Three million people may no longer be able to get financial advice next year, when new regulations will change how advisers charge for their services. In a new report published, Aviva, Britain's largest insurer, says there are concerns that many advisers will focus purely on wealthier clients, who can afford to pay hourly fees – leaving 3.3m without access to advice at all.
Going to their bank may not be an option. Most aren't expected to offer "independent" advice to the mass market, but instead will simply sell their own products.
Getting decent financial advice has never been easy. Banks have been repeatedly criticised for the poor investment advice they give, while so-called "wealth management" companies recently had their knuckles rapped by the regulator for recommending "unsuitable" products.
Financial advisers also have a chequered reputation. While many give considered and insightful advice, others stand accused of selling products that are more likely to benefit them – via generous commission payments – than their customers.
The first question you need to ask yourself is whether you need advice, or simply information. Those who just want straightforward information – how much should you be putting into a pension, for example – can probably find the answers themselves. There are a host of websites that contain information on the best savings, mortgage and credit card deals (for a list, see over).
But if you are short of time, or are not confident dealing with complex financial products such as pensions, annuities and investments, you should seek independent advice. As well as giving you information about your options, an adviser will also recommend appropriate products. Those who buy a financial product directly – without advice – do not normally have anyone to complain to if it turns out to be unsuitable. But if it has been recommended, you do have this additional protection.
WHAT TYPE OF ADVISER DO YOU NEED?
Advisers come in all manner of guises: wealth managers, financial advisers, stockbrokers, accountants, financial planners, mortgage brokers, tax advisers, tied agents and multi-tied agents, to name but a few. Which is best?
Consumers should think about what type of help they are looking for. Do you want a complete overhaul of your finances, or are you looking for guidance on a specific problem, such as retirement planning?
If you need help with specifics, seek out an appropriately qualified adviser. The website www.unbiased.co.uk enables you to search for local advisers specialising in mortgages, annuities or long-term care, for example. For tax queries, you need to talk to a qualified accountant. They might appear costly, but could save you more in the long run.
Always look for an independent adviser, who recommends products from the whole market.

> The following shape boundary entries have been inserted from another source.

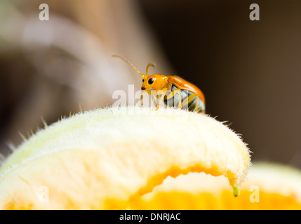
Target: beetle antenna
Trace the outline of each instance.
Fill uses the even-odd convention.
[[[120,59],[123,59],[123,61],[125,61],[129,66],[131,66],[135,71],[136,71],[140,76],[141,76],[141,78],[142,78],[142,79],[144,79],[145,78],[145,75],[143,75],[141,72],[140,72],[139,71],[139,70],[138,69],[137,69],[132,64],[131,64],[131,62],[128,62],[126,59],[125,59],[124,57],[121,57],[121,56],[119,56],[119,55],[112,55],[112,57],[119,57]],[[147,66],[147,67],[148,67],[149,66]]]
[[[147,77],[147,74],[148,74],[148,73],[149,73],[149,67],[150,67],[151,66],[152,66],[153,67],[154,67],[154,66],[156,66],[156,64],[154,64],[154,63],[149,63],[149,64],[147,65],[147,72],[145,73],[145,76],[146,76]]]

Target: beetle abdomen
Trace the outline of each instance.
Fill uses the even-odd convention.
[[[177,89],[178,88],[173,85],[170,90],[173,92]],[[164,99],[164,104],[168,107],[179,108],[180,91],[177,92],[173,97],[167,99],[168,94],[170,94],[171,92],[166,93],[166,96]],[[192,92],[183,90],[180,90],[180,92],[182,109],[197,113],[205,113],[205,104],[197,94]]]

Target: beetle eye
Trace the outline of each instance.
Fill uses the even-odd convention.
[[[154,79],[152,79],[152,78],[149,78],[149,85],[152,85],[153,83],[154,83]]]

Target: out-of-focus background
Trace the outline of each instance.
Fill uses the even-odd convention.
[[[251,21],[251,4],[260,21]],[[39,7],[49,6],[41,21]],[[112,105],[142,72],[199,86],[265,160],[301,168],[301,1],[1,0],[0,152],[62,115]]]

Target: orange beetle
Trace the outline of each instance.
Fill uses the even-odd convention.
[[[141,76],[142,78],[141,90],[147,91],[149,94],[153,94],[152,90],[155,90],[157,97],[161,95],[156,110],[164,100],[164,104],[167,106],[205,113],[205,97],[201,90],[194,84],[176,76],[161,74],[148,76],[149,67],[154,66],[153,63],[147,65],[145,74],[142,74],[125,58],[119,55],[113,57],[119,57],[125,61]]]

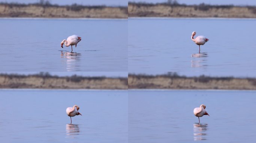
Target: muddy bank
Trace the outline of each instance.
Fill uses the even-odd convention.
[[[127,7],[0,4],[0,17],[127,18]]]
[[[256,79],[129,74],[128,85],[129,89],[256,90]]]
[[[256,7],[129,3],[129,17],[256,18]]]
[[[127,89],[128,82],[125,77],[1,74],[0,88]]]

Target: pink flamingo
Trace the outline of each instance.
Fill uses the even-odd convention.
[[[73,35],[72,36],[70,36],[68,37],[66,39],[64,39],[61,42],[61,47],[63,48],[63,44],[65,42],[65,45],[66,47],[68,47],[71,45],[71,51],[73,51],[73,48],[72,46],[73,45],[76,45],[76,44],[78,43],[79,42],[81,41],[81,38],[78,36],[77,35]]]
[[[199,53],[200,53],[200,45],[204,45],[205,42],[207,42],[209,39],[206,38],[204,36],[198,36],[195,39],[194,39],[194,36],[196,34],[195,31],[193,31],[192,32],[192,36],[191,36],[191,39],[195,42],[196,44],[199,45]]]
[[[72,124],[72,119],[71,119],[71,117],[74,117],[76,115],[81,115],[80,113],[78,112],[78,110],[79,110],[79,107],[77,105],[74,105],[73,106],[73,107],[68,107],[66,109],[66,112],[67,112],[67,114],[68,116],[70,117],[70,120],[71,120],[71,123],[70,124]]]
[[[205,110],[205,105],[202,104],[200,105],[200,107],[196,107],[194,109],[194,114],[195,115],[198,117],[199,120],[199,123],[200,123],[200,119],[199,117],[202,117],[202,116],[206,115],[210,116],[210,115],[207,112],[207,111]]]

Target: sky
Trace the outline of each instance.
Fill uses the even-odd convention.
[[[129,1],[144,1],[148,3],[162,3],[167,0],[129,0]],[[229,4],[235,5],[256,5],[255,0],[177,0],[180,3],[187,4],[198,4],[202,3],[211,4]]]
[[[108,6],[127,6],[128,0],[49,0],[51,3],[59,5],[70,5],[76,3],[82,5],[105,5]],[[0,2],[19,3],[35,3],[39,0],[0,0]]]

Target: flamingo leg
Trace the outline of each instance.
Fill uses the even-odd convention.
[[[70,118],[71,118],[71,117],[70,117]],[[198,120],[199,120],[199,123],[200,123],[200,119],[199,119],[199,117],[198,117]]]

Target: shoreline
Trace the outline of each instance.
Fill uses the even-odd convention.
[[[127,6],[0,3],[1,18],[127,19]]]
[[[256,90],[256,78],[186,77],[171,73],[158,75],[129,74],[131,89],[188,90]]]
[[[127,18],[31,18],[31,17],[0,17],[1,19],[20,19],[20,20],[125,20]]]
[[[59,77],[42,73],[28,75],[0,74],[1,89],[125,89],[127,77],[84,77],[74,75]]]
[[[256,6],[128,2],[128,17],[256,18]]]
[[[205,19],[205,20],[255,20],[255,18],[189,18],[189,17],[129,17],[128,19]]]

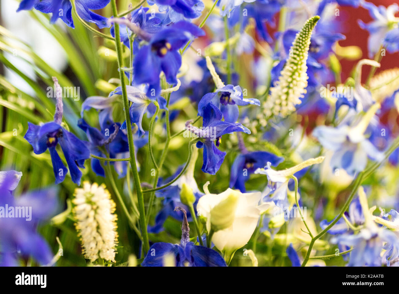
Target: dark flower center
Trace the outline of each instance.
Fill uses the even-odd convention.
[[[320,45],[314,40],[310,40],[310,45],[309,46],[309,51],[317,53],[320,50]]]
[[[58,143],[58,138],[62,136],[62,131],[59,130],[47,134],[47,147],[54,147]]]
[[[166,40],[159,41],[151,45],[151,50],[160,57],[163,57],[169,52],[172,46]]]
[[[235,102],[230,97],[231,93],[225,92],[220,92],[220,93],[221,93],[220,95],[220,103],[221,104],[223,104],[223,105],[227,105],[229,104],[231,105],[234,105],[235,104]]]
[[[219,147],[219,145],[220,145],[220,143],[222,142],[222,136],[220,136],[216,138],[216,139],[215,140],[215,145],[216,146],[216,147]]]
[[[245,163],[244,164],[245,168],[249,170],[253,168],[254,165],[256,161],[252,158],[247,158],[245,160]]]

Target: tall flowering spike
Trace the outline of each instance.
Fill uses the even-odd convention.
[[[115,203],[104,184],[83,183],[77,188],[72,202],[77,230],[81,237],[83,254],[93,262],[99,257],[115,262],[117,243]]]
[[[55,96],[57,103],[55,104],[55,113],[54,114],[54,121],[56,124],[61,124],[62,122],[62,114],[63,113],[63,106],[62,104],[62,88],[58,84],[58,80],[55,76],[53,77],[54,86],[55,88]]]
[[[317,15],[309,18],[296,34],[290,48],[289,57],[264,104],[267,118],[273,115],[285,117],[295,111],[295,105],[300,104],[300,98],[304,97],[308,86],[306,61],[312,31],[320,18]]]
[[[399,89],[399,68],[376,74],[370,80],[370,89],[373,98],[377,102],[382,102],[392,96]]]

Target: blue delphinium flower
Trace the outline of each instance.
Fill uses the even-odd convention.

Your local bank might suggest you talk to one of its financial advisers, but in many cases these just sell the bank's own products (a tied agent) or advise on a very limited panel of companies (multi-tied agent).
Avoid where possible. Some wealth managers and investment advisers may have similar arrangements and not be truly independent. If in doubt, ask – although this distinction should be clearly explained at the outset.
For a general overhaul, you are probably best talking to a financial planner, who is typically better qualified and will take a more holistic approach to your finances.
WHAT DO YOU WANT TO PAY?
The short answer is probably as little as possible. But cutting corners on costs can often lead to shoddy advice. Most advisers will either charge a fee, usually at an hourly rate, or collect a commission payment from the company whose products they eventually sell to you.
The latter system can appear cheaper, as you don't have to part with £200-plus to start with. But these commission payments can skew advisers' recommendations and often are clawed back anyway through product charges, so can prove far more expensive in the long run.
Commission explains why many independent financial advisers recommend with-profits investments and unit trusts, but don't recommend paying off credit cards or tracker funds – which typically will earn them no income at all.
Currently, all independent advisers have to offer the option of paying a fee, and this will be the only way they can charge for their services from next year. Regardless of which method is chosen, make sure the adviser explains what the costs will be. Make sure you know what service you can expect for this fee. This should be set out in the "key facts" document that advisers have to complete.
DO YOUR RESEARCH
Don't walk in blind. Have some idea about what your financial goals are and how you think they can best be achieved. What type of investment do you think you need and how much do you have to save each month? If the adviser recommends a different course of action, ask why theirs is better.
Most advisers will give you a free initial consultation. Feel free to see more than one adviser until you find someone you trust. Ask family and friends for recommendations – but remember that good advice is about more than a charming manner and a free cup of tea. Mull over any suggestions made to ensure they meet your needs. Don't rush into signing anything.
DON'T PUT UP WITH JARGON
Don't invest in any product you don't fully understand. A good adviser won't mind explaining complicated financial products again; the best advisers probably avoid these products in the first place, or explain them clearly at the outset. Be sure to ask about potential downsides.
KEEP IN TOUCH
However good the advice at the time, circumstances change. You may need to revisit your investments and make adjustments accordingly. A good adviser should be in regular contact.